There’s no confusion on my part. I’m talking about something different from, but related to, the OP’s question. In case you’re confused.
The Pirates of Penzance (1879) isn’t exactly a movie, but it’s certainly pop culture.
Penzance, lest you imagine Mr Gilbert invented it, is the biggest town in Cornwall.
…which would seem to me to indicate that the connection between pirates and the Cornish accent was already established in the 1870s. As I said before, at least some of the famous pirates really were from Cornwall and really did talk in what we non-English people would recognise as pirate-dialect.
I’m the OP, dude, and I think everybody here already knows where the arr-matey accent comes from. Thanks for sharing, though. I’ll remember your technique the next time somebody asks a question where I obviously don’t have an answer but still feel the need to chime in.

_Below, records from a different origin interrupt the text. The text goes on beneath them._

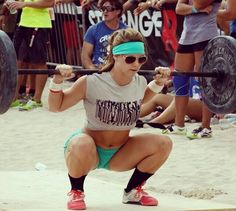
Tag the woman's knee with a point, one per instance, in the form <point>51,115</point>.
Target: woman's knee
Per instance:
<point>81,146</point>
<point>164,145</point>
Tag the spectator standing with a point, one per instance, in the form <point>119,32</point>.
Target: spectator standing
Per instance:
<point>95,43</point>
<point>200,16</point>
<point>30,42</point>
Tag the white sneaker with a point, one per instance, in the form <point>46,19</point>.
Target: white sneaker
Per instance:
<point>138,196</point>
<point>174,129</point>
<point>200,133</point>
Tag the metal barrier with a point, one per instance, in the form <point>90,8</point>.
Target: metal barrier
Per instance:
<point>66,35</point>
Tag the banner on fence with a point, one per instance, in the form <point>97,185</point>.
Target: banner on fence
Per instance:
<point>160,28</point>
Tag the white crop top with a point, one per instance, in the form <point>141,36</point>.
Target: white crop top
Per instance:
<point>110,106</point>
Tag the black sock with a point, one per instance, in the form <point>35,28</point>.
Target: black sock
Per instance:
<point>77,183</point>
<point>137,179</point>
<point>22,90</point>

The connection between piracy and Cornwall is unquestionable. The connection between piracy and Penzance, however, is facetious. At the time when The Pirates of Penzance; or the Slave of Duty was written, the city was widely known as a cozy resort. This plays right along with certain other aspects of the crew’s behavior that is deliberately un-piratical: eschewing rum for sherry, attacking only stronger parties than themselves, granting immunity to orphans, etc.
Despite an academic background in Linguistics, I had never poked into dialect/accent far beyond Labov until just last year or so. Mainly, I’ve concentrated on American English dialects, specifically Appalachian speech.
This thread opened up a new area of interest. That of dialect/accent in fiction. Disney is so rich for that in the literature it has chosen to present.
I’ve looked at what I could online, and i found this “starter” article in Lexiophiles: http://www.lexiophiles.com/english/the-linguistics-of-disney-what-if-mowgli-spoke-with-a-hindi-accent The parts about power relationships and nationalism are particularly interesting, imo.
The only remarks about Hook’s accent that I can find refer to it being the “standard” London accent, removed in time to some degree to Old English.
Thanks for this thread and the posters above!
P.S. It’s a thread like this that makes me feel like I’ve found the forum for me!
Staff Report on Things Piratical: http://www.straightdope.com/columns/read/2729/why-are-pirates-depicted-with-a-parrot-on-their-shoulder
About the language:
Listen to Wendy’s dad.
I don’t know if Disney got this right, but I just finished reading the book, and Hook not only is an Eton graduate, he’s a pathetic arrested-development Eton boy, to the extent that in his death scene, his internal monologue is all about Good Form Eton-style. Hopefully Disney was able to get an Eton accent for Hook, given how important his school was to his character.